Books and Writing:
Lots of celebrations of Ray Bradbury’s birthday—he would have been 100 years August 22 of this year. File770 had several articles, including one about various events. (Note, the readathon continues through Labor Day.) The American Writers Museum in Chicago celebrated by displaying his typewriter and inaugurating a series of podcasts.
Nina Allan discusses “the canon” through the perspective of a British reader. It’s a dense, thoughtful article.
Over at Tor.com, James Nicholls recommends five Sf books that would make great musicals, in his opinion.
Nerds of a Feather offer up three capsule reviews.
McSweeney’s has a fun take on gothic horror, Miskatonic U, and Covid.
“But Mordew is a darkly brilliant novel, extraordinary, absorbing and dream-haunting.” I’m going to go out on a limb and say that the UK Guardian review really liked Mordew by Alex Pheby.
John Scalzi announced that the sequel to The Dispatcher, Murder by Other Means, will be available as an Audible Plus book effective September 10.
TV, Movies and Streaming:
Syfy Wire dissects the new trailer for the four-hour Justice League movie that will air on HBO Max. Director Zack Synder intends to break it into four one-hour episodes that can also be viewed in their entirety.

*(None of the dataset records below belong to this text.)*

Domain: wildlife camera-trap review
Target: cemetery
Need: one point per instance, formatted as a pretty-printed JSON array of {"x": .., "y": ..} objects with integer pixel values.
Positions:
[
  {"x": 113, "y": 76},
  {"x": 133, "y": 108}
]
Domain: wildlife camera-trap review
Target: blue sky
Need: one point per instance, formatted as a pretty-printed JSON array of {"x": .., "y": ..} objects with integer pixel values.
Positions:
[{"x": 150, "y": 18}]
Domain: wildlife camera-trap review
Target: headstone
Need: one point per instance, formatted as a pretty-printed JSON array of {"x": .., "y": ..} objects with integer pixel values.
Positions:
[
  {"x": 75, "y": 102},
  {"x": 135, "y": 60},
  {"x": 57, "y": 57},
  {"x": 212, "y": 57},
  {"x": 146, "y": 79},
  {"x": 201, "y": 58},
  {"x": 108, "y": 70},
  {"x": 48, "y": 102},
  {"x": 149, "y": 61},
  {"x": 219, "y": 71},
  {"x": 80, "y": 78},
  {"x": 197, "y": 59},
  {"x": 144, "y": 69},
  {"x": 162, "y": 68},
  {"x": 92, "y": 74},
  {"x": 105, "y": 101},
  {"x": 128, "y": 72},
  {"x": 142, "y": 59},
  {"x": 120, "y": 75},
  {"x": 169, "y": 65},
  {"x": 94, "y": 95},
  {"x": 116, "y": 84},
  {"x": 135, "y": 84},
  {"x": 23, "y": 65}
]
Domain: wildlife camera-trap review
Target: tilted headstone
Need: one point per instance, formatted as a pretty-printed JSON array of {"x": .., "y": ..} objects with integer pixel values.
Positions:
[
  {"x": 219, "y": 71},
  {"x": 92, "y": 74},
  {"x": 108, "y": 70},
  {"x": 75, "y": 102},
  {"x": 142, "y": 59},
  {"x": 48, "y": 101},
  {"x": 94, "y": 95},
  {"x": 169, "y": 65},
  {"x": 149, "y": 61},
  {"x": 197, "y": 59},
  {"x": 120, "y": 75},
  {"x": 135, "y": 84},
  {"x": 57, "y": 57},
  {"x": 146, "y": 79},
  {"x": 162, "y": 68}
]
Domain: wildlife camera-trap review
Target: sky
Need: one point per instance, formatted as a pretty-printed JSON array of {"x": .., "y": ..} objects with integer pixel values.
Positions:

Season 5 of Lucifer on Netflix dropped this week. AV Club reviewed it. (Spoilers.)
I looked for this because I thought it was a how-stupid-are-you-opening-up-cinemas story; instead I found a cursed-movie story! The New Mutants, everyone.
This is fun! Phones in horror.
Internet:
The thing missing from the X-Files theme song was lyrics, and now that’s been remedied. Enjoy.
Women of color talk about playing superheroes who depict under-represented communities, and how important it is.
This site features a trompe lo’eil style muralist whose mural graces the wall of the San Jose Convention Center.
Atlas Obscura wants to hear from you. What is the greatest wonder in your state?
Videos:
Mischief the raven imitates human speech. The “Hi!” kind of creeped me out!
This passage from the McSweeney’s piece made me spit out my coffee:
“You note that all of your library’s holdings have been digitized for online reading, including certain “foul, repellent, and irrudinous tomes that bespeak eldritch accursed rites and which, once made public, may unleash nameless aeon-dead horrors.” The board is extremely concerned that “irrudinous” is not a word.”
Brilliant!
I love these columns, Marion.
I loved that “the board” had its priorities straight.